Netflix Sides With Blu-ray In HD Format War
In yet another coup for the burgeoning high-definition DVD format, online DVD rental service Netflix Monday said it will stock high-def movies exclusively in Blu-ray.
For Netflix, that means no more discs in HD DVD, the format spearheaded by Toshiba. Netflix has been stocking high-def movies in both formats since early 2006, but said in a statement that all of its new high-def movie purchases will be Blu-ray and that it will phase out HD DVD discs by the end of the year.
Netflix made its choice after watching several major studios side with Sony-backed Blu-ray. Warner Bros. Entertainment in January said it will put out high-def movies exclusively in Blu-ray, joining Metro-Goldwyn-Mayer Studios, Sony Pictures, Twentieth Century Fox and Walt Disney in the Blu-ray camp. Two major studios, Paramount Pictures and Universal Studios, have sided with HD DVD.
The rental service said that only a portion of its subscribers choose to receive high-def movies. To put it in perspective, Netflix says its library includes more than 90,000 DVD titles, with only 400 of those in Blu-ray.
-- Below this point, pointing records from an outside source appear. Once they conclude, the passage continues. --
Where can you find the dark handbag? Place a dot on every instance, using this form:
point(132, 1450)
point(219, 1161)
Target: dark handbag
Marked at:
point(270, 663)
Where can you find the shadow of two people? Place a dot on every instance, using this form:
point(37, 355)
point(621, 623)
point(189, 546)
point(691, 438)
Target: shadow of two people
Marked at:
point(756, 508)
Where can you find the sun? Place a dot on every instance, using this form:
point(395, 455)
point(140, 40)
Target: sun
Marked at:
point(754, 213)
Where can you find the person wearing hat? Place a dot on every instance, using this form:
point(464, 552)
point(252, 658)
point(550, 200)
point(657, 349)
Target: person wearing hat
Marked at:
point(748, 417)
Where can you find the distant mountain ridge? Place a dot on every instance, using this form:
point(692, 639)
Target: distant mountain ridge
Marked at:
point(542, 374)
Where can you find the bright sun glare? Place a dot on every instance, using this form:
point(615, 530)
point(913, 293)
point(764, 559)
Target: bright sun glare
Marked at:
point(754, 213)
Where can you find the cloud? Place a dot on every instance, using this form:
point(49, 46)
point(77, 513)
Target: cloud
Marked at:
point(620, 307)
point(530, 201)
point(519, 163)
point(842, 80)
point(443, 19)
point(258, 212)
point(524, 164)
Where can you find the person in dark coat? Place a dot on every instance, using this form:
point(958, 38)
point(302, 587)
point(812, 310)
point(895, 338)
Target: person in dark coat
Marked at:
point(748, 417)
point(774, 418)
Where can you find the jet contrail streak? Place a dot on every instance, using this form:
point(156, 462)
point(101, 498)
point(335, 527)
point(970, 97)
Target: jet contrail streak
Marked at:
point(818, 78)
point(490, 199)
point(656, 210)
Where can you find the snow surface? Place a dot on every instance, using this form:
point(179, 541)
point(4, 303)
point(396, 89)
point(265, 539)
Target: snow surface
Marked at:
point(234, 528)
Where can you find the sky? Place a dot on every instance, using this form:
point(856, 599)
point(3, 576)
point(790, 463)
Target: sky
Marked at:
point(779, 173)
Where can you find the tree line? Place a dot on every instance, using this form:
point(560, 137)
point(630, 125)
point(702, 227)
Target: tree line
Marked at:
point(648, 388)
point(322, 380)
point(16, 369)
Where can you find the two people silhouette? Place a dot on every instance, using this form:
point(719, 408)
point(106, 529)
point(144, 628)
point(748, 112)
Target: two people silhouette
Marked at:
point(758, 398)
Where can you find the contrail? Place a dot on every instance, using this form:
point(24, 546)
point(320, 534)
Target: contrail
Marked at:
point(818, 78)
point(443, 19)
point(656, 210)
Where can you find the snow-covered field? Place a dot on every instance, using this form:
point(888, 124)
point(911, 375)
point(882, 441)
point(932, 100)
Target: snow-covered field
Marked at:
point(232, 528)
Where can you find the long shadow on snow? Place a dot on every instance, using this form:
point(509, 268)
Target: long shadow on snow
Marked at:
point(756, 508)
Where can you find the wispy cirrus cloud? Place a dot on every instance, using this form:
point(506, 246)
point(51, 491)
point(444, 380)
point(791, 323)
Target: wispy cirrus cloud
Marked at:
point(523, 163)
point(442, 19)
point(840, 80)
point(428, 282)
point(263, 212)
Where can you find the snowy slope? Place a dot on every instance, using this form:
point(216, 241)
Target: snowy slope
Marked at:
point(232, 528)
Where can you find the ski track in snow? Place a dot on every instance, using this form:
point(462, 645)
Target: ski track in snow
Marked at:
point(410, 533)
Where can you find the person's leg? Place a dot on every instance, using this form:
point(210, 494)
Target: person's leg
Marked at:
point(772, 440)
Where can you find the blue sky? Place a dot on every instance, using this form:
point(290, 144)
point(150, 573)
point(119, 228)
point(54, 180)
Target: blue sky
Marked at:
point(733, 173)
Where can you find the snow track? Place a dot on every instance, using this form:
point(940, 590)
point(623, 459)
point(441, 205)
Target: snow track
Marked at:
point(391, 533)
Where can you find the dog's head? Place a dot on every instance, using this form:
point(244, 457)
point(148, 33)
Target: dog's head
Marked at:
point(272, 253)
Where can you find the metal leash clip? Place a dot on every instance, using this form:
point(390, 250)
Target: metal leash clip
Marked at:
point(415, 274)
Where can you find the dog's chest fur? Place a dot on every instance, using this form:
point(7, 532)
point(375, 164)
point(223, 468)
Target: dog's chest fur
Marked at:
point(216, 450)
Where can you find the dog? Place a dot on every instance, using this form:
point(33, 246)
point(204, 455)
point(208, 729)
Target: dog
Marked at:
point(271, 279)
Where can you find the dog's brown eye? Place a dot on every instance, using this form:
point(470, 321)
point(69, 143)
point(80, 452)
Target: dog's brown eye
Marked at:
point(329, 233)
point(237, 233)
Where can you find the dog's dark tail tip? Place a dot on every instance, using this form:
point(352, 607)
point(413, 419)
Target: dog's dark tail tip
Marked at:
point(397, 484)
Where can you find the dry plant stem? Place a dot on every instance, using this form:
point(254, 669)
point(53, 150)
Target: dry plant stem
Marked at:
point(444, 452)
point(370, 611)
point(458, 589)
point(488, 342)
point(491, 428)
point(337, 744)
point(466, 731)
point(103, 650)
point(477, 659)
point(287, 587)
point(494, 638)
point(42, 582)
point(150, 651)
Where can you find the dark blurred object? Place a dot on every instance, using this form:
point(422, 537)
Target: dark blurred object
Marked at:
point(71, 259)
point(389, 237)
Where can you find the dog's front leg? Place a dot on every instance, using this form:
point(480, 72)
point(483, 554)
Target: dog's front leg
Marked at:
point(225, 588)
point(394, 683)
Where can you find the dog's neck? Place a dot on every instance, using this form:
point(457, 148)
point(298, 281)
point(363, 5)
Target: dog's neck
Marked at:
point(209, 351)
But that's hardly the point. The main reason for Netflix's decision seems to be its desire to get this format war over quickly so that people will start buying high-def gear. After all, what retailer (or DVD renter) wants to have to stock two HD versions and a standard-def version of every movie title?
"The prolonged period of competition between two formats has prevented clear communication to the consumer regarding the richness of the high-def experience versus standard definition," said Ted Sarandos, chief content officer for Netflix, in the statement. "We're now at the point where the industry can pursue the migration to a single format, bring clarity to the consumer and accelerate the adoption of high-def."
Some have already called this fight in Blu-ray's favor. One thing's for sure, it's come out swinging in 2008.